Today I’ll be speaking at a rally for student nurses, midwives and other healthcare students who face damaging Tory plans to scrap the NHS bursary. This is an incredibly important issue, and the effects of these poorly thought through proposals could hurt the NHS by hitting recruitment and morale.
With just a few lines in the Autumn Statement the Chancellor announced the biggest shake up in the funding of nursing, midwifery and allied health subjects since the Health Services and Public Health Act of 1968. The Chancellor is passing on the full cost of training to these essential frontline staff for the first time. This was precisely why I led a debate in parliament about this on 14th December.
Nursing and midwifery students currently pay no tuition fees for their studies and receive a non-means-tested grant of up to £1,000 and a means-tested bursary of up to £3,191 to help with the costs of living while they study and train. That is significant because students on both courses are required to work throughout their degrees in clinical practice, where they are subject to the full 24-hour care cycle.
This is significant because students on both courses are required to work throughout their degrees in clinical practice, where they are subject to the full 24 hour care cycle. They work evenings, nights and weekends, with nurses required to work at least 2,300 hours across their degree.
Their courses are longer, their holidays shorter and their placements are demanding. Those who do paid work outside of their course can end up working over 60 hours a week as a result.
There has been public outcry at the planned loss of the NHS bursary, but the Government’s plans go even further. Nursing and midwifery students will not only lose their bursaries for maintenance, they will also be expected to take out loans to pay for their tuition fees for the first time.
These changes will burden these students with huge debts of at least £51,600, which they will be expected to begin paying back as soon as they graduate because nurses currently earn a starting salary just over the repayment threshold – which is now shamefully frozen at £21,000.
As a result, nurses will take an average pay cut of £900 a year as debt repayments kick in.
It is not hard to understand why the Government’s shift in policy is generating so much concern and anxiety. I have heard representations from Unison, the Royal College of Nursing, the National Union of Students, the University of Hertfordshire, the Royal College of Speech and Language Therapists, and the Chartered Society of Physiotherapy among others.
Nurses care for us in some of our darkest and most painful moments, and the weight of their responsibility carries with it a heavy physical and emotional load.
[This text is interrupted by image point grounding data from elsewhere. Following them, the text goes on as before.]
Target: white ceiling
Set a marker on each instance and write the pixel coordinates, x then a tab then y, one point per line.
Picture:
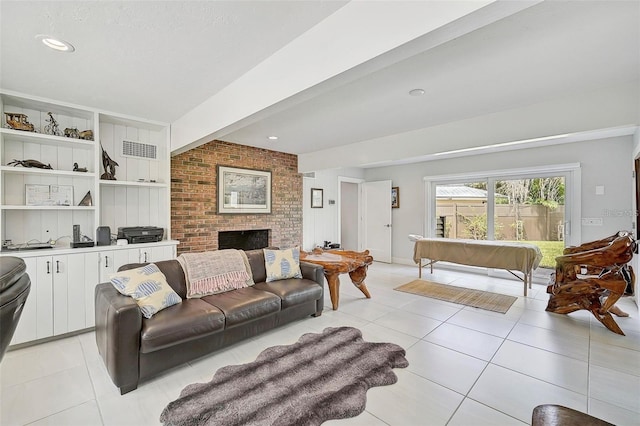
160	60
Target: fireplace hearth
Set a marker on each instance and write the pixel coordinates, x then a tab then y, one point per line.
247	239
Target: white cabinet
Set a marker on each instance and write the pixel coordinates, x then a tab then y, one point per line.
59	301
112	258
27	328
27	219
32	210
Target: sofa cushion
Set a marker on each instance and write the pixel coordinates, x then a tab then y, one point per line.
282	264
256	262
171	269
244	304
292	291
214	272
148	286
189	320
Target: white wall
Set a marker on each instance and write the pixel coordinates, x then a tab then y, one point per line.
603	162
349	217
635	263
319	225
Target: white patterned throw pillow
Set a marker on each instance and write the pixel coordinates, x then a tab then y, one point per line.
148	287
282	264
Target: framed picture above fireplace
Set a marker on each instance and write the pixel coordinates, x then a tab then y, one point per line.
243	190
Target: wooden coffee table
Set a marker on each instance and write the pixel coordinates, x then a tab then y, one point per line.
336	262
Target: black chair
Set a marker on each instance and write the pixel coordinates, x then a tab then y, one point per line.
14	289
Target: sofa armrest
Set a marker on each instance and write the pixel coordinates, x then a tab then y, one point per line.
118	328
312	272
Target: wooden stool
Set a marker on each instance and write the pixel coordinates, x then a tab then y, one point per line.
557	415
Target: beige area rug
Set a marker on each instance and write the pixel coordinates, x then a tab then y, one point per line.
463	296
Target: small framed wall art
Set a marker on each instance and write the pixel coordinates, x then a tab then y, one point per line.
395	197
243	190
316	198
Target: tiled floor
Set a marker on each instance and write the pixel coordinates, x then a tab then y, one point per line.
466	366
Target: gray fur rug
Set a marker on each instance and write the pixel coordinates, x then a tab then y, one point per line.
322	376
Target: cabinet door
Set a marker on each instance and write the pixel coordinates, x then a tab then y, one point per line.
91	279
27	328
106	265
60	272
156	254
111	260
44	297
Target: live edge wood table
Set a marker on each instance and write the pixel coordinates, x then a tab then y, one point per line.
336	262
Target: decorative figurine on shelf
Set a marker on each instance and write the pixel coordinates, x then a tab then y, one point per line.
78	169
86	200
30	163
72	132
52	128
19	121
109	166
86	135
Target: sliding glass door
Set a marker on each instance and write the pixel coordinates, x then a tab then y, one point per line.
461	210
532	205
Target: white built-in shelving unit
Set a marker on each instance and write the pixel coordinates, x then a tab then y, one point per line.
63	278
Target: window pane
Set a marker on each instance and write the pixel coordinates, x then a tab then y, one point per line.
532	210
461	211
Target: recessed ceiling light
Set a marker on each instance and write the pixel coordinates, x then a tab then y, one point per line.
56	43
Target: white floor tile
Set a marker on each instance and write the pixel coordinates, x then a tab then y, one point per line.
414	400
446	367
408	323
615	357
569	324
86	414
377	333
613	414
556	369
516	394
364	419
473	413
39	398
34	362
366	309
630	340
614	387
431	308
480	322
551	340
461	339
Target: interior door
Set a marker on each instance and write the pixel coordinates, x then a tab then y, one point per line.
377	219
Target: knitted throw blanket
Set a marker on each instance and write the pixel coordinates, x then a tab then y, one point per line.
215	272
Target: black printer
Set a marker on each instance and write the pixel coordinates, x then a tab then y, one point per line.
141	234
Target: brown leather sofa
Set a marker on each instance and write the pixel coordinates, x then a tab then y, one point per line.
15	285
134	348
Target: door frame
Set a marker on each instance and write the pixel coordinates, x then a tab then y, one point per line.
360	231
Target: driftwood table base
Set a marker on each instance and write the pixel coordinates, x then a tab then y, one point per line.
606	259
336	262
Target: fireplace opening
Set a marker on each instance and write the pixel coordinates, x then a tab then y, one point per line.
249	239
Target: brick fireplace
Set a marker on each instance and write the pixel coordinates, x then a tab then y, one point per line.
243	240
194	218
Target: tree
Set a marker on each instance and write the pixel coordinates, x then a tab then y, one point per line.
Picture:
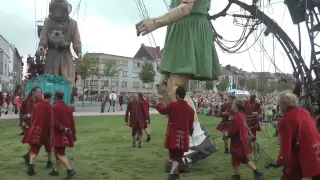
223	84
208	85
110	69
147	73
85	68
251	84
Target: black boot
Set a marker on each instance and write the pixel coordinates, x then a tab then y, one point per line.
54	173
148	138
26	158
70	173
257	174
49	164
31	171
172	177
235	177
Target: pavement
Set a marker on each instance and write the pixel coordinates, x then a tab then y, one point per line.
84	111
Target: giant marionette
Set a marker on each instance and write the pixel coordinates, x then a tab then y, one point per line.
58	33
188	54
The same is true for our midwives. One spoke of the difficulties that she faced when a baby was stillborn and she had to comfort the mother, while also taking hand and foot prints so that the parents would have memories of the baby they lost.
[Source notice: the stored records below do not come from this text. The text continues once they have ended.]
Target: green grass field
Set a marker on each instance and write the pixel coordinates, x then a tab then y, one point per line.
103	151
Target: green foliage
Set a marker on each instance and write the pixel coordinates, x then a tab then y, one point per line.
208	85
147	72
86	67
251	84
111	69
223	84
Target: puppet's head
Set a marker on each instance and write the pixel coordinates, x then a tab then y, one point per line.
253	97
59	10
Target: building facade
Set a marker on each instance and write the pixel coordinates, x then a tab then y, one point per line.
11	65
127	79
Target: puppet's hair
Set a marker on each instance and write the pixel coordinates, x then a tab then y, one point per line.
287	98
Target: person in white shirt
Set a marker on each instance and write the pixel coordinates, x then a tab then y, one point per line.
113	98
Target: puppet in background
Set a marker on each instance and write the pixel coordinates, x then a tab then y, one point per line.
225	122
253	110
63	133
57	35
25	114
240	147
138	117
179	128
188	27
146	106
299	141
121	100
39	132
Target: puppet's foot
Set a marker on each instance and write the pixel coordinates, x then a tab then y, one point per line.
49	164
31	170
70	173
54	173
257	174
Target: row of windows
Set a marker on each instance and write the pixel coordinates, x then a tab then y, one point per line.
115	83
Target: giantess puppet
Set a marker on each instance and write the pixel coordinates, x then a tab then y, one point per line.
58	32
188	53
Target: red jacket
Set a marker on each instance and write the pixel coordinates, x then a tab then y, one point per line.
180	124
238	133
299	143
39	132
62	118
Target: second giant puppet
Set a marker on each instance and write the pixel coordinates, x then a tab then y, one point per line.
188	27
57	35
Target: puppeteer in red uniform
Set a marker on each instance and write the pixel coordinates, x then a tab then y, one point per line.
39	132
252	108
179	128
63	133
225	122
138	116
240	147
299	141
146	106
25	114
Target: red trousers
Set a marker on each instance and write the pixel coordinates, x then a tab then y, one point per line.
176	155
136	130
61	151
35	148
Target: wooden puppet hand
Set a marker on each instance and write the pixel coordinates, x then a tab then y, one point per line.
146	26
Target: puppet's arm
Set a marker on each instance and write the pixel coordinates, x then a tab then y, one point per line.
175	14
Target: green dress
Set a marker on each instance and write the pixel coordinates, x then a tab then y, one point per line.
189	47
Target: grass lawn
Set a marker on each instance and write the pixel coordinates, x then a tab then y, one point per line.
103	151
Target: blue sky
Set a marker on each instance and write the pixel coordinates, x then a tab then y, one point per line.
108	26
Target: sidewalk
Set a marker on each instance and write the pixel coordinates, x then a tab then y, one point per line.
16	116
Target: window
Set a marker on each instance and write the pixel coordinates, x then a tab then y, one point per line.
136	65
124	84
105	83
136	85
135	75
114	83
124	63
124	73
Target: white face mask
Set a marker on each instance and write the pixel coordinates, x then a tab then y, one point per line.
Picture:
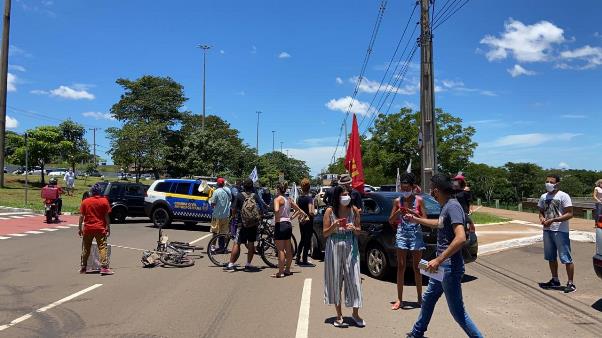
345	200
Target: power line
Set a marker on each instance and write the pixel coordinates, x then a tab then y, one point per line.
375	30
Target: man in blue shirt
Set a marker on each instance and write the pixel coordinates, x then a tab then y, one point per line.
450	239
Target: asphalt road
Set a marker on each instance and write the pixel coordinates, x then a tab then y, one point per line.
500	290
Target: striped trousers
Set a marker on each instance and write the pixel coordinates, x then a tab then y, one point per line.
342	267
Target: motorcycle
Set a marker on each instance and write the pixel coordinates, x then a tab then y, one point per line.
51	211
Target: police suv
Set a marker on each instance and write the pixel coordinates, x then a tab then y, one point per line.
185	200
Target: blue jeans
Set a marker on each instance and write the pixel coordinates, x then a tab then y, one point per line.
451	286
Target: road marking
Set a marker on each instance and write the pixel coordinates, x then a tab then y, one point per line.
303	322
200	239
48	307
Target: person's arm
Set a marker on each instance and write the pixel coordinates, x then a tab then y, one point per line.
456	244
328	226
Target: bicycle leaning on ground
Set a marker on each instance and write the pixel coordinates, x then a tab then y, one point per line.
220	246
175	254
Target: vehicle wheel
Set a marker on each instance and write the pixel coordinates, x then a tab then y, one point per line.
220	257
161	217
316	251
377	262
118	215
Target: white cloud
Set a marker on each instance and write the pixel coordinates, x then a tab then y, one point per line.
11	82
573	116
68	92
518	70
11	122
526	43
534	139
17	68
343	103
99	116
591	56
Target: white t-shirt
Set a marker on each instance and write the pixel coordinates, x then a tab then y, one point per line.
598	191
552	206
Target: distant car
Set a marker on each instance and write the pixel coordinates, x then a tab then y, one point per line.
169	200
597	259
377	239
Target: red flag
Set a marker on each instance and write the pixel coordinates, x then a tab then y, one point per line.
353	159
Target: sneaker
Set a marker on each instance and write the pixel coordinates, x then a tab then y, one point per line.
106	271
570	287
551	284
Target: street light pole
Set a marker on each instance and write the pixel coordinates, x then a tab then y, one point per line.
3	84
257	144
205	48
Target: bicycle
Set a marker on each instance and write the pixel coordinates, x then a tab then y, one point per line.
175	254
220	246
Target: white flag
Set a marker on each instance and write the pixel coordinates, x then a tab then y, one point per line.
254	176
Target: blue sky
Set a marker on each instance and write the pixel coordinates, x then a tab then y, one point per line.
526	74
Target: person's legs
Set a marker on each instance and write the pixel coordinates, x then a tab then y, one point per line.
452	287
86	245
429	300
401	268
416	257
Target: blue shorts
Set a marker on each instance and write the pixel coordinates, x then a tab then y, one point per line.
556	243
409	238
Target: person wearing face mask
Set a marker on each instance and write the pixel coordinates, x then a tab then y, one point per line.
555	210
450	240
341	258
409	235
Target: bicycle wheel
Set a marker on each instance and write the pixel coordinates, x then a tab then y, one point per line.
219	249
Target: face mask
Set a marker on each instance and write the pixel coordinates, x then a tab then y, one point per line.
406	194
550	187
345	200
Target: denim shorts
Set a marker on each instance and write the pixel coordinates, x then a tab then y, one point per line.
557	243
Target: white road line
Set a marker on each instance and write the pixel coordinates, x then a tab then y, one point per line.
200	239
303	322
48	307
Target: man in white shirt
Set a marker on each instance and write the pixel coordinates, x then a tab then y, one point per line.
555	210
69	181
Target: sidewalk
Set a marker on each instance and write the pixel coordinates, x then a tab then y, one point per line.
574	223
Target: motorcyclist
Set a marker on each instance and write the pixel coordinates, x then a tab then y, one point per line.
53	183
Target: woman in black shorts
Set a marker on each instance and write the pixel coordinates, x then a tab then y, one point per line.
284	230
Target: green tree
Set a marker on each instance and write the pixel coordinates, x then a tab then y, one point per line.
79	151
44	143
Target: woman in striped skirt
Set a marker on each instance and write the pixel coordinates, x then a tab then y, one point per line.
342	263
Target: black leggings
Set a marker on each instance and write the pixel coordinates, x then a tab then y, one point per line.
306	229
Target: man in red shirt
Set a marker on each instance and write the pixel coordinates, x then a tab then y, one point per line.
94	214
She will never forget the shift when she spent 12 and a half hours with a mother who miscarried twins. She had five hours of rest, and then came back to do another 12 and a half hours with the same woman. She has supported the delivery of 10 babies, and she feels immense pride in being part of the wondrous moment of childbirth.
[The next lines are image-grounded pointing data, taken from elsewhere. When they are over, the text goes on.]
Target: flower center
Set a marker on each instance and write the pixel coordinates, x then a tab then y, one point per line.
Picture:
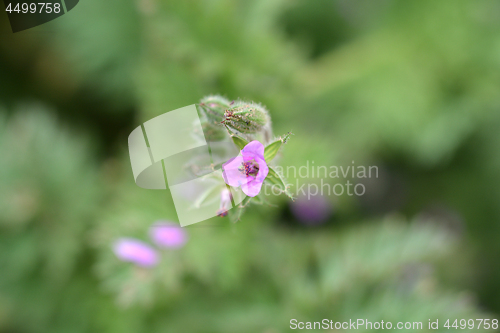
249	168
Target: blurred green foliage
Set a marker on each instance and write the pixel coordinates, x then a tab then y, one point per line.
409	86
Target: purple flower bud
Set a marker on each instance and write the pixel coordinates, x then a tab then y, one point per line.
133	250
168	234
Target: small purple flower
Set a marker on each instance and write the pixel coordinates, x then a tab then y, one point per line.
248	169
168	235
133	250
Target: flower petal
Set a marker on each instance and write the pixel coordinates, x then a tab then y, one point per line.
254	148
252	188
232	173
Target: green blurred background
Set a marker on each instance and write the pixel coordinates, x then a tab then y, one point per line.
409	86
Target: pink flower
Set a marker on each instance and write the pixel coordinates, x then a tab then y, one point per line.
248	169
133	250
167	234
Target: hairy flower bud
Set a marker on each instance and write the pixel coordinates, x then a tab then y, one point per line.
213	107
248	118
211	110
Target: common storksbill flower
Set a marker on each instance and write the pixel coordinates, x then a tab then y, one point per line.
248	169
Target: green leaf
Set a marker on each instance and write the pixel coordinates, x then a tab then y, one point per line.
275	179
207	195
238	140
272	149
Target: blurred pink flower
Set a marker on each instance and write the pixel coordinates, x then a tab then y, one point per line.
168	234
133	250
248	170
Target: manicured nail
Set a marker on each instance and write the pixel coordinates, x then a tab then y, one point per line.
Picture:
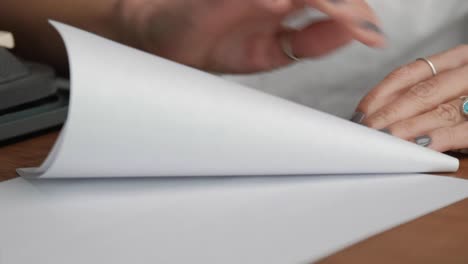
423	141
358	117
337	1
386	131
367	25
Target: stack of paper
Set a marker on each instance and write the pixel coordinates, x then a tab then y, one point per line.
135	115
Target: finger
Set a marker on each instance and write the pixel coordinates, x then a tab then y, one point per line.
356	16
445	115
449	138
421	98
319	39
396	83
316	40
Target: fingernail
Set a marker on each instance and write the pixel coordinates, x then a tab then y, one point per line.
358	117
367	25
337	1
386	131
423	141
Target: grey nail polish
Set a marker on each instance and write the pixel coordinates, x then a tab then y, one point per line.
367	25
423	141
386	131
358	117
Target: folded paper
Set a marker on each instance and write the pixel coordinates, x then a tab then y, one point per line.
133	114
248	220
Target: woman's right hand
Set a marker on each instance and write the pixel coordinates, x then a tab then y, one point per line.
242	36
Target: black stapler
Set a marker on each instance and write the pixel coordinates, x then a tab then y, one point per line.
32	99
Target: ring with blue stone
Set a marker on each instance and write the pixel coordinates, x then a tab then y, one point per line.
465	105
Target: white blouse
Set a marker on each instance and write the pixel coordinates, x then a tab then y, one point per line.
336	83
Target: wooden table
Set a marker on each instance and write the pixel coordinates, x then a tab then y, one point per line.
440	237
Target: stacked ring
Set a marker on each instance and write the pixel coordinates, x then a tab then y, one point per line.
465	105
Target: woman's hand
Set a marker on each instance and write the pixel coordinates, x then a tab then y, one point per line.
242	36
413	104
As the saying goes “save one life and you’re a hero, save a hundred lives and you’re a nurse”.
These people are seeking to qualify into these difficult professions and form the NHS of tomorrow. They deserve our respect, admiration and support and the right incentives to continue or even commence study in the first place. I sincerely hope that these changes are not nodded through and are subject to full parliamentary scrutiny and a vote.
Wes Streeting is the Member of Parliament for Ilford North and a member of the Treasury Select Committee.